I was watching the Champions League match last week between Manchester United and Aalborg, and was desperately wishing for United’s new striker Dimitar Berbatov to break his goal-scoring duck. As such, I was watching him closely throughout the match (and had been watching him closely since he signed). What disappointed me at first, was that unlike his team-mate Wayne Rooney (who was running all over the place trying to chase the ball down), Berbatov looked like he was having a casual Sunday stroll around the pitch. But when the ball came near him, he would spring into action with quite an amazing turn of speed. He went on to score two goals in the match – both of which required a high degree of alertness to pull off.
This got me thinking of other sportsmen I’ve seen succeed, and also those that have not lived up to their potential.
Roger Federer is another who looks like he’s tired and heavy headed as he walks between points. Like Berbatov, he springs into action as soon as the ball is served, and shows tremendous athleticism during his points. Even Cristiano Ronaldo, who darts around the pitch, walks away very gingerly after a passage of play.

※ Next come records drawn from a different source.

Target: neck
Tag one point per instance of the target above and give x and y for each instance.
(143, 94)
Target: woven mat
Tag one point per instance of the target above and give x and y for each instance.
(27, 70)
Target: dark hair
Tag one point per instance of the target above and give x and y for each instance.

On the other hand, there have been many sportsmen who have faded quickly from the top, or not achieved the heights that many thought they would. One of the reasons a sportsperson looks impressive in the first place is the high level of energy that they display from an early stage. But these athletes seem to suffer from burn-out and injuries more often.
From this, I have a theory (albeit not very revolutionary), that in order to be successful, a sportsperson needs to be able to pace themselves carefully in order to conserve as much energy as possible until they absolutely need it. There are parallels to this phenomenon in the natural world (from which I believe we can learn so much from). Looking at predatory animals such as lions, snakes, crocodiles and so on; we see that the last thing they do is to chase down their prey. Rather, it’s more of a tactical process in which they get themselves in to such a position that they have the highest probability possible of catching their prey before they commit to using up their energy in one burst.
There are things that all of us can draw from this too. As a civilisation where it has no longer become a struggle to find food every day (at least, for most of the developed world), we often become inefficient with our use of energy. The fact still remains however (and I have noticed this in myself), that we work best in bursts, taking regular rests and breaks in order to avoid over-exertion.